We spent from 10:00 a.m to 5:00 p.m. making our way 30 Km up the White Nile towards Khartoum, Sudan where it joins up with the Blue Nile and proceeds to Egypt. We encountered 14 major rapids along the way, including four Grade 5 rapids with apt names such as “The Bad Place” and “The Dead Dutchman.” We flipped over several times, but always felt safe since a safety boat and a dozen men in kayaks remained constantly near our rafts. During the trip, I was as intrigued by the life along the shoreline of the Nile and as I was scared by its rapids. We floated by a large baptism taking place in the Nile, by wooden “ferries” transporting men and their bicycles across, and hundreds of women and children washing their clothes in the water. We also passed long stretches without any sign of life other than the moving water.

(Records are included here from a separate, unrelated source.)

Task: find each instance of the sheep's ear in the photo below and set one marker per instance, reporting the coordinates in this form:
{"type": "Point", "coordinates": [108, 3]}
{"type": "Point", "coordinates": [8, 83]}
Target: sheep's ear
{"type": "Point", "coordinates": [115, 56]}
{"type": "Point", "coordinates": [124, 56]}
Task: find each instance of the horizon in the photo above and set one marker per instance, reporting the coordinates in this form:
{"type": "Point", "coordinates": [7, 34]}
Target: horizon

Our day ended with a bbq along the shore and the purchase of a DVD of the experience, since I did not take my camera. The next day, Sunday, I rounded out my first trip to Uganda with a visit to the Uganda Wildlife Centre so I could see for myself the strange Shoebill Stork (pictured here), with its plastic Cheshire Cat-like grin, and to the Ngamba Island Chimpanzee Sanctuary, where I sat for an hour and watched around 40 orphan chimps move freely about the small island eating, playing and grooming (pictured here). I'm still having a wonderful time here in Africa, and enjoying every minute of my experience, I thought, but watching these chimps really made me homesick, and miss my brother, sister and sister-in-law...for some reason!